King v. San Jose Keystone Mining Co.
THE COURT. Plaintiff and respondent recovered a judgment for a balance due for services performed for defendants and appellants herein, and the sole question raised on this appeal is as to the sufficiency of the evidence to support the findings.
Plaintiff alleged that ‘ ‘ commencing on the 6th day of May, 1936, and continuing to and including the 24th day of January, 1938, in the County of Placer, State of California, at the special instance and request of the defendants San Jose Keystone Mining Company, H. Bert Walton and C. B. Wooster, and each of them, and upon the promise of the said last-named defendants, as hereinafter set forth, the plaintiff performed work and labor for the defendants in and about that certain mining property known as the San Jose Keystone Mine, which said work consisted of surveying above and underground, drawing plans and working maps of said mine, and the real property upon which it is situate, drawing plans for compressor house and ore bin, felling trees, installing air and water pipeline, installing electric motors, telephone system and wire lines, buying supplies, and like services required in the preparation of said property for mining-operations and the commencement of mining operations; that all of said work and labor was done and performed on said San Jose Keystone Mining property.” It was further alleged that defendants promised, at the time of the commencement of the work, to pay therefor at the rate of $180 a month, and that after allowing deductions for time off, plaintiff was entitled to compensation for worldng eighteen months and nine days. Plaintiff admitted receipt of $250 in cash, stock worth $250, and board and lodging- valued at $120.
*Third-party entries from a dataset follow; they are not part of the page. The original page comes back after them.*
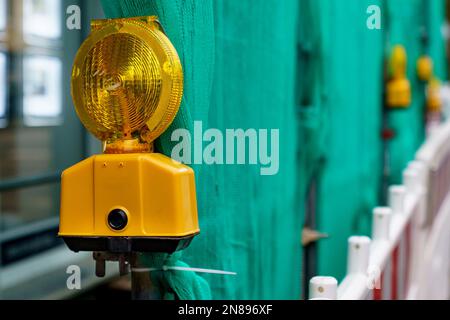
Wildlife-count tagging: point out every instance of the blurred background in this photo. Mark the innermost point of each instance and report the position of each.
(314, 60)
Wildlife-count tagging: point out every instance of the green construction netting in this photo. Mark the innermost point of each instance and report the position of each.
(239, 63)
(312, 69)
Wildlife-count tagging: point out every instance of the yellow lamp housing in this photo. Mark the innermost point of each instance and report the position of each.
(127, 86)
(398, 88)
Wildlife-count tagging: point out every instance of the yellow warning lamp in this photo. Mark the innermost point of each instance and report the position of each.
(434, 102)
(127, 85)
(398, 88)
(425, 68)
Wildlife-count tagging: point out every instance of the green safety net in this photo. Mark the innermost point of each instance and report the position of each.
(354, 58)
(312, 69)
(239, 64)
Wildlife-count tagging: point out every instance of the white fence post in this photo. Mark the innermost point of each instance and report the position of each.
(397, 199)
(381, 223)
(358, 255)
(323, 288)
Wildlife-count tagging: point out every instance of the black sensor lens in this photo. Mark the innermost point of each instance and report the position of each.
(117, 219)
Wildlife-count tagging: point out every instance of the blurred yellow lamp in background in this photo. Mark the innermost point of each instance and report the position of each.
(425, 68)
(398, 88)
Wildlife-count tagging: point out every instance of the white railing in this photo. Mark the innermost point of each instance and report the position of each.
(408, 256)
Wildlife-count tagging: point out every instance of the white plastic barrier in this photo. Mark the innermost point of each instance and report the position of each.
(408, 256)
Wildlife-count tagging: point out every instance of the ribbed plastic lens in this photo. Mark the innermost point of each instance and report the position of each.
(127, 80)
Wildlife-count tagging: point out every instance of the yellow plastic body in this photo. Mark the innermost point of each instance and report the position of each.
(398, 87)
(424, 68)
(157, 194)
(434, 102)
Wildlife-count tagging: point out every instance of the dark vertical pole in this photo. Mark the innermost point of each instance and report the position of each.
(141, 283)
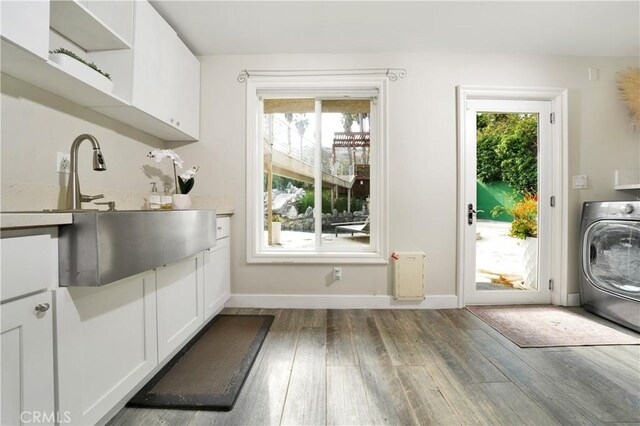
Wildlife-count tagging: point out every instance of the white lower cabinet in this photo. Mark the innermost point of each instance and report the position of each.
(106, 344)
(216, 278)
(26, 345)
(179, 299)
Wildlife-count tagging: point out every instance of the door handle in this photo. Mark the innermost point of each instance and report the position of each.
(470, 213)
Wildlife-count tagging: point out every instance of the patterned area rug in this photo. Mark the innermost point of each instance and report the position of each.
(543, 326)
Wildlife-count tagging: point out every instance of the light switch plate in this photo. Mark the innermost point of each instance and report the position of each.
(580, 182)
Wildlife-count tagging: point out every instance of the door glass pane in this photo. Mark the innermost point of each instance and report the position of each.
(507, 202)
(289, 156)
(613, 261)
(346, 149)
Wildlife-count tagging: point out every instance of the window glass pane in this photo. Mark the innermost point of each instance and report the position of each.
(288, 189)
(346, 147)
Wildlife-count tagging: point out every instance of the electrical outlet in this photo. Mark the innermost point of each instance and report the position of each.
(63, 162)
(337, 273)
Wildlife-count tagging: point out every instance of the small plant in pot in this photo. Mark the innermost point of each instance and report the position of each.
(81, 69)
(276, 229)
(525, 227)
(186, 181)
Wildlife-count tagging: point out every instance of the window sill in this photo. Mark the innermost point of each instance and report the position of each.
(318, 258)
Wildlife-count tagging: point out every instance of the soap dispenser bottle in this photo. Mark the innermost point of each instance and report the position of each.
(155, 201)
(166, 200)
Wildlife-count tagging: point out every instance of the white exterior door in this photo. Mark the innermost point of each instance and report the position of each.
(476, 293)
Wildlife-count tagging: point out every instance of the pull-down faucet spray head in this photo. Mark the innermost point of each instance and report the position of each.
(74, 196)
(98, 161)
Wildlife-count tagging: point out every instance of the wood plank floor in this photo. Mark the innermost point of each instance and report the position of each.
(361, 367)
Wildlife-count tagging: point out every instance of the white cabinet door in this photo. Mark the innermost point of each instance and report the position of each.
(26, 24)
(151, 62)
(166, 75)
(179, 298)
(106, 344)
(216, 278)
(185, 87)
(26, 377)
Defendant denied the existence of an agreement to pay plaintiff a fixed salary; admitted that plaintiff worked on the mine but alleged that he had been paid in full. A counterclaim for $149.50 for the use of a tractor was set up and allowed by the court.
The court found that all the facts alleged in the complaint were true, except that the work was not done at the special instance and request of H. Bert Walton and C. B. Wooster, individually. Judgment was given for $1,063.
We have, then, the simple question: How much, if anything, was plaintiff entitled to recover for the services rendered ?
[42]Considering the total credits admitted by plaintiff, the amount of the judgment and the counterclaim allowed, and the finding that plaintiff was entitled to compensation at the rate of $180 a month, it appears that the court determined the total value of the services rendered to be $1,840.50. To have earned this amount, at the foregoing rate, plaintiff must have worked a little more than ten months and six days.